O Supremo Tribunal Federal vai iniciar na próxima quinta-feira (6), às 11 horas, o julgamento, em plenário virtual, da Ação Direta de Inconstitucionalidade (ADI) nº 6.888, proposta pela Procuradoria-Geral da República, que questiona a criação de mais de uma centena de cargos comissionados no Tribunal de Justiça do Estado de Goiás. A análise se estende até o dia 13 de fevereiro, às 23h59.
A ação discute a constitucionalidade de leis estaduais que promoveram a transformação de cargos efetivos do Judiciário goiano em cargos comissionados. Em decisão anterior, o STF já reconheceu a inconstitucionalidade da norma, ao entender que funções de natureza técnica e administrativa, como as exercidas por analistas judiciários, devem ser providas exclusivamente por meio de concurso público.
Após esse julgamento, a Procuradoria-Geral do Estado de Goiás apresentou embargos de declaração, com pedido de modulação dos efeitos da decisão. A pretensão foi a concessão de prazo de um ano para que o TJGO promovesse a extinção dos cargos comissionados declarados inconstitucionais e realizasse a readequação do quadro funcional.
No entanto, conforme apontado em documentos e manifestações recentes, o Tribunal dispõe de condições imediatas para cumprir a decisão do STF. Isso porque há concurso público vigente para os cargos de Analista Judiciário – Área de Apoio Administrativo e Analista Judiciário – Área Judiciária, ambos com cadastro de reserva suficiente para suprir as vagas existentes.

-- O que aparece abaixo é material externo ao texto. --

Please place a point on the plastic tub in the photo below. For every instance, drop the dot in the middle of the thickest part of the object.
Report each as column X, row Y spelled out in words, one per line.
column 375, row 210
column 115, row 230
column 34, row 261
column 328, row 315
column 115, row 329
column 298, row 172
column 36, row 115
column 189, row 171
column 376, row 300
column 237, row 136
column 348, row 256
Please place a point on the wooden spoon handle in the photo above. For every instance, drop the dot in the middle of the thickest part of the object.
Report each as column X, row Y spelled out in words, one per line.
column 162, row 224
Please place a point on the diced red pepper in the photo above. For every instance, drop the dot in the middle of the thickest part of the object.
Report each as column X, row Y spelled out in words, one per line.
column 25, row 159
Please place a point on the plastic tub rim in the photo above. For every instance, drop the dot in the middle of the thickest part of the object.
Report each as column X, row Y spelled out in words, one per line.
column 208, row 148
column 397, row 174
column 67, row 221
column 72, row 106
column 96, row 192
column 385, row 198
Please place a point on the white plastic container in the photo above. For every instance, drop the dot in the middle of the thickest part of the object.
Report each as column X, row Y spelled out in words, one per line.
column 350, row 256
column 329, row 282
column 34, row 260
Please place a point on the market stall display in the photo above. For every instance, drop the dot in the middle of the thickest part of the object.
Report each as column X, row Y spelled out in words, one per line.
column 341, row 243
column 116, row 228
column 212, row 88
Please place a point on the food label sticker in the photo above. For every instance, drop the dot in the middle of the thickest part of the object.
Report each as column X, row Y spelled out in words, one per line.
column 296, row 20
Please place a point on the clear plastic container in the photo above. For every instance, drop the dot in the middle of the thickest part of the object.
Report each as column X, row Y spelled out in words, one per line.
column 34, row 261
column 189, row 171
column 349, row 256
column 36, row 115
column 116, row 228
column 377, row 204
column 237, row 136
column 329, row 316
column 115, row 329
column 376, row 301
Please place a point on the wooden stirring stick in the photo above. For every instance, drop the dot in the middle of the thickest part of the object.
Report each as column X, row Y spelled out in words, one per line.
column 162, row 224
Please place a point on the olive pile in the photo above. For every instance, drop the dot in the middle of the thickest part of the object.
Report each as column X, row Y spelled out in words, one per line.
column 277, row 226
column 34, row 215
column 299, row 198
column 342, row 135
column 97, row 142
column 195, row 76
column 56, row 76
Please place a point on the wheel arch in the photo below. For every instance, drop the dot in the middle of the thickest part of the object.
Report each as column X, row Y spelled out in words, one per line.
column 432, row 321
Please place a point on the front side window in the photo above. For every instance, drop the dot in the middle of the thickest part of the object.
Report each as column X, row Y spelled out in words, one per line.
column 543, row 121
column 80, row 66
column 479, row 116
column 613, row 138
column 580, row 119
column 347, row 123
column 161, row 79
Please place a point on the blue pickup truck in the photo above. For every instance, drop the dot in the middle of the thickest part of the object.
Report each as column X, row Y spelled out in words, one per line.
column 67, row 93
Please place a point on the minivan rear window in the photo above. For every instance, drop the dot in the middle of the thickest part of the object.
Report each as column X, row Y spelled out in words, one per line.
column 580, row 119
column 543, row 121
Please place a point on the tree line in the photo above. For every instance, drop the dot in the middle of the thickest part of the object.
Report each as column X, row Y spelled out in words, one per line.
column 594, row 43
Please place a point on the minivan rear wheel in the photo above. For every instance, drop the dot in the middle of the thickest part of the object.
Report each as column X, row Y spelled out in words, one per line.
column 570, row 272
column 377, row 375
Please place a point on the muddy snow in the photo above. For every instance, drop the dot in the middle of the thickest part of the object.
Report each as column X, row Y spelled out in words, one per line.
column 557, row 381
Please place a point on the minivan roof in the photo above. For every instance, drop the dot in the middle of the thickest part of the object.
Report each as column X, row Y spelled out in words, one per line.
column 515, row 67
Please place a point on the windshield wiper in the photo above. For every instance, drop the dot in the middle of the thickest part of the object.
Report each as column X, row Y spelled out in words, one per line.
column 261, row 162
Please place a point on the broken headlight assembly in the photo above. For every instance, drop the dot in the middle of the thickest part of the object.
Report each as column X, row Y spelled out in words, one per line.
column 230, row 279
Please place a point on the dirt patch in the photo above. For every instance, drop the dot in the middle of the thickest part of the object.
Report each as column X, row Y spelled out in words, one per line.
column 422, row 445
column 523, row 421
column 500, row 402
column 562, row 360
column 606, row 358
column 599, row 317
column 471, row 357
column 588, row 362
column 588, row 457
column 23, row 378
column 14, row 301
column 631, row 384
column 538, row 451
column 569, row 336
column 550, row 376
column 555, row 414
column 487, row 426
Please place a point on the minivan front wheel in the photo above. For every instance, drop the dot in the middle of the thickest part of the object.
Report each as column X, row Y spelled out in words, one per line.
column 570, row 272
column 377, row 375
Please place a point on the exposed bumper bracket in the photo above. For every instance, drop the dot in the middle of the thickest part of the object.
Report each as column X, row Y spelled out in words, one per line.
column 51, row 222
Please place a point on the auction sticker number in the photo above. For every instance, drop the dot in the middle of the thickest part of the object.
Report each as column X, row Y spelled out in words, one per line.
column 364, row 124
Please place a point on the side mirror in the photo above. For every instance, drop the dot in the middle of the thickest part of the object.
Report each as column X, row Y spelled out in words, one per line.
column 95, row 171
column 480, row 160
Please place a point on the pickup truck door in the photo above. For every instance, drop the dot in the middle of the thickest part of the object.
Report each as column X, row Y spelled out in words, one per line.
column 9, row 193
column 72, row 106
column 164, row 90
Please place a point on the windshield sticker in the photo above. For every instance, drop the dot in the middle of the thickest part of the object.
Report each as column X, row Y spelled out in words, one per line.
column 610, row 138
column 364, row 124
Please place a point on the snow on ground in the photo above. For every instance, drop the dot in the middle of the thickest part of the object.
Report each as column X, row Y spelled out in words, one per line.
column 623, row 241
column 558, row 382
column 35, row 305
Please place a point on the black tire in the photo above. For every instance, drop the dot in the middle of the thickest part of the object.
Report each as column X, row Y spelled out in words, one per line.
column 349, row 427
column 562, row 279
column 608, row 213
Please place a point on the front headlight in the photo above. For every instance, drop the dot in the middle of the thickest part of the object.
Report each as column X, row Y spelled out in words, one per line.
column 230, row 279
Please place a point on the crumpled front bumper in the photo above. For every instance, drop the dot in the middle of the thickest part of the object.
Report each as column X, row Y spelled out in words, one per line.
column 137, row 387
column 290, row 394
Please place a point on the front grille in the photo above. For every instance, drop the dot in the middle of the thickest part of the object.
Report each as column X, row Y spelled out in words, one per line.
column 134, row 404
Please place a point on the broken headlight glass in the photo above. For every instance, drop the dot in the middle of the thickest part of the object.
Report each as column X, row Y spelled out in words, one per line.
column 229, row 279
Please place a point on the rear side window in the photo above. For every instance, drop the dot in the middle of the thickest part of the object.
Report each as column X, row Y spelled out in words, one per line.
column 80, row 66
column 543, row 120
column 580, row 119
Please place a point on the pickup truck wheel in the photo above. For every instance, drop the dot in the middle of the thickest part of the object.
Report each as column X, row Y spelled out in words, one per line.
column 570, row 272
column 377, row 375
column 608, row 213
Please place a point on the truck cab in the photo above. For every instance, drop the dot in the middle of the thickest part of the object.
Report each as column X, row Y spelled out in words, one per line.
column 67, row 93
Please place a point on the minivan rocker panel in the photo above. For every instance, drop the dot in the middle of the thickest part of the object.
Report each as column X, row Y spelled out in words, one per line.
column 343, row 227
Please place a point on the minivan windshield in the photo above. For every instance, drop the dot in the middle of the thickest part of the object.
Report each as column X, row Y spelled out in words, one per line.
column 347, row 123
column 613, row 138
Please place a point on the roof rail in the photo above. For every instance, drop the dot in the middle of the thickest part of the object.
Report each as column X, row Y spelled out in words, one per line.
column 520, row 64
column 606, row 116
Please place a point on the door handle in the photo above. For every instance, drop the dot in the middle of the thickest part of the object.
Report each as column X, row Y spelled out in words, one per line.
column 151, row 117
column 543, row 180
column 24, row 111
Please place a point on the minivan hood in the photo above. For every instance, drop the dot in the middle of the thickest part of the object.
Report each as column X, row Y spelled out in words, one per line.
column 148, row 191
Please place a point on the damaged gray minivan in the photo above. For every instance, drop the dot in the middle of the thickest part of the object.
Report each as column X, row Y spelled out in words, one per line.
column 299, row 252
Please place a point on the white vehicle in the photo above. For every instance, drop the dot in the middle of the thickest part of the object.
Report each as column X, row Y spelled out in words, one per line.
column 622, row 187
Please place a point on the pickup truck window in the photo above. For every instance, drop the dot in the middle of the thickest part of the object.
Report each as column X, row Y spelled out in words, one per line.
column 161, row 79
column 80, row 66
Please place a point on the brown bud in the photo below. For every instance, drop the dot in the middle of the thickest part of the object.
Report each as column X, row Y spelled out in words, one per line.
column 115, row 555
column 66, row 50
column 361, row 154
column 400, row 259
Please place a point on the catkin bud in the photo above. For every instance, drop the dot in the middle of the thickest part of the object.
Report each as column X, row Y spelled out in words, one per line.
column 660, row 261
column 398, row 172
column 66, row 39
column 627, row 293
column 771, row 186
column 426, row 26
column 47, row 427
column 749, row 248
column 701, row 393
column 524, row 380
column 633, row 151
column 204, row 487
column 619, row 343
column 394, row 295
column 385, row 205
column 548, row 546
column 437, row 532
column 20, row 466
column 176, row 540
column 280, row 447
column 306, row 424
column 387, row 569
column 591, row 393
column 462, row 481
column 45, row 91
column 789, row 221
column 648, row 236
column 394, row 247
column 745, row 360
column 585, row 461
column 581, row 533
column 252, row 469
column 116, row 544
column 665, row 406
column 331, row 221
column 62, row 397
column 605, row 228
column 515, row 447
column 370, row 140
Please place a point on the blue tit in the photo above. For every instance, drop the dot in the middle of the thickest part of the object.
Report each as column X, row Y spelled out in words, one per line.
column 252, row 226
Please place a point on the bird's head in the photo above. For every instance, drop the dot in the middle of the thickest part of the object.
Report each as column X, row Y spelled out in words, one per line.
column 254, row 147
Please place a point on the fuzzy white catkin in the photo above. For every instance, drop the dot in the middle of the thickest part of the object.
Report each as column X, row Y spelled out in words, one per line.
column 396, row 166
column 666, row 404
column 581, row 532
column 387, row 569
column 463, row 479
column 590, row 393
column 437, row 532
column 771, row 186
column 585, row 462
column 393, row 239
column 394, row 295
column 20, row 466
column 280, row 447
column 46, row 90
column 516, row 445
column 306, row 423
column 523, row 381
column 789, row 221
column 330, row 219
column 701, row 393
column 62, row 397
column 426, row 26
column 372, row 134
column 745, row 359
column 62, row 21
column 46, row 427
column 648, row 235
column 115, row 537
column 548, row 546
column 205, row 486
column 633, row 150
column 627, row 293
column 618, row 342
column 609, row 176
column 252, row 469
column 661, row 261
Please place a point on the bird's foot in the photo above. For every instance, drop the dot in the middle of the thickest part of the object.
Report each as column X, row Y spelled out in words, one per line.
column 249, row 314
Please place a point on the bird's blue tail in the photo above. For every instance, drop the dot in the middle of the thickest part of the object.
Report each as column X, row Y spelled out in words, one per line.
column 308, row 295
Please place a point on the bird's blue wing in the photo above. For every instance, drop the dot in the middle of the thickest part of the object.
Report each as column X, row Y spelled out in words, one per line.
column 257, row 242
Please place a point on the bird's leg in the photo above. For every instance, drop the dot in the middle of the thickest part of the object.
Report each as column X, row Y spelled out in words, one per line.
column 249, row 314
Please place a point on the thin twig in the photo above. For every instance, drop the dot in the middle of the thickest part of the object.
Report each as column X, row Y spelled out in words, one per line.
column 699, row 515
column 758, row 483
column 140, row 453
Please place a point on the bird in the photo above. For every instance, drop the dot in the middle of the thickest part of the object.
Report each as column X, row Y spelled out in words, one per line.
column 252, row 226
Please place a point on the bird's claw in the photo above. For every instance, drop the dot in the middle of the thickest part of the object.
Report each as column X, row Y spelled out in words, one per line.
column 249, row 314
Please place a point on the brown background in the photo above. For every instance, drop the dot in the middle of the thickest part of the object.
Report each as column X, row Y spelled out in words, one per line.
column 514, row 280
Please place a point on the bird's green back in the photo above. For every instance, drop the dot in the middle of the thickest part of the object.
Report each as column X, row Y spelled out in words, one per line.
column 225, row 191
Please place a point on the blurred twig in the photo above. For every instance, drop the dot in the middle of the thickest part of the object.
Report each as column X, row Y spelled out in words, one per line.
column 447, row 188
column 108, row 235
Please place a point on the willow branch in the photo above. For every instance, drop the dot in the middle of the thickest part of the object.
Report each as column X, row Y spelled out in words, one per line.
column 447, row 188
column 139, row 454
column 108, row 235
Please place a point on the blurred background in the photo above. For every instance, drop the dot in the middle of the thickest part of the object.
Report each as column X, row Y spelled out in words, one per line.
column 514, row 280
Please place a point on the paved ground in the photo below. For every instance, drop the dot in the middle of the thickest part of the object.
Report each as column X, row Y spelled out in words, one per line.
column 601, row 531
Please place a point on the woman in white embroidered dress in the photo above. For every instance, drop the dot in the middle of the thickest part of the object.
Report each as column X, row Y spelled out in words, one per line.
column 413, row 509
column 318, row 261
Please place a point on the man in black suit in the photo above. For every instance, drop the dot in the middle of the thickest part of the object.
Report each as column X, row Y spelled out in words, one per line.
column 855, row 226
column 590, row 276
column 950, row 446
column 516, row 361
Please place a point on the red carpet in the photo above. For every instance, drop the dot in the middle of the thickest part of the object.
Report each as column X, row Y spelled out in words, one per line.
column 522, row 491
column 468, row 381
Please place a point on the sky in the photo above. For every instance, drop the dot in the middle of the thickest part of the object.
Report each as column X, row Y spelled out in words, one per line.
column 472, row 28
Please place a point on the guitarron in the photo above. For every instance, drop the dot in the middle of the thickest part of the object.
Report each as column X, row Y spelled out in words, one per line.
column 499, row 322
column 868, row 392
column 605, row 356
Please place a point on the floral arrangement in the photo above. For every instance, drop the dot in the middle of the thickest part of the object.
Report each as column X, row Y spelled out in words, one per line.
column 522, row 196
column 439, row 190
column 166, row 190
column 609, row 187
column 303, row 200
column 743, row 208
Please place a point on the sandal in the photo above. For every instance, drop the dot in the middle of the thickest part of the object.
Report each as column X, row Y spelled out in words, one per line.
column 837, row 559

As atividades exercidas por esses cargos correspondem justamente às funções estruturantes do Poder Judiciário que foram objeto da transformação considerada inconstitucional. Embora o TJGO tenha promovido avanços na modernização administrativa e na prestação jurisdicional nos últimos anos, práticas relacionadas à ocupação de cargos comissionados em detrimento da nomeação de servidores concursados seguem sendo alvo de críticas.
Relatórios recentes reforçam esse cenário. Conforme apontado pela PGR, o Conselho Nacional de Justiça identificou indícios de nepotismo no âmbito do Judiciário goiano, além da ausência de critérios objetivos na nomeação de servidores comissionados. O CNJ também teria confirmado a existência de servidores efetivados sem concurso público após a Constituição de 1988, cujas exonerações já foram formalmente solicitadas.
O contexto contrasta com a situação do último concurso unificado do TJGO, que permanece válido e conta com candidatos aprovados em cadastro de reserva. Desde 24 de janeiro de 2025, entretanto, não houve novas nomeações, apesar da existência de vagas ociosas e da demanda reconhecida por diversas unidades judiciais.
O julgamento da ADI 6.888 é considerado relevante para a regularização do quadro funcional do Tribunal de Justiça de Goiás e para a reafirmação dos princípios constitucionais do concurso público, da impessoalidade e da moralidade administrativa no âmbito do Poder Judiciário.
Procurado pelo Rota Jurídica, o TJGO não se manifestou sobre a ADI até o fechamento desta reportagem.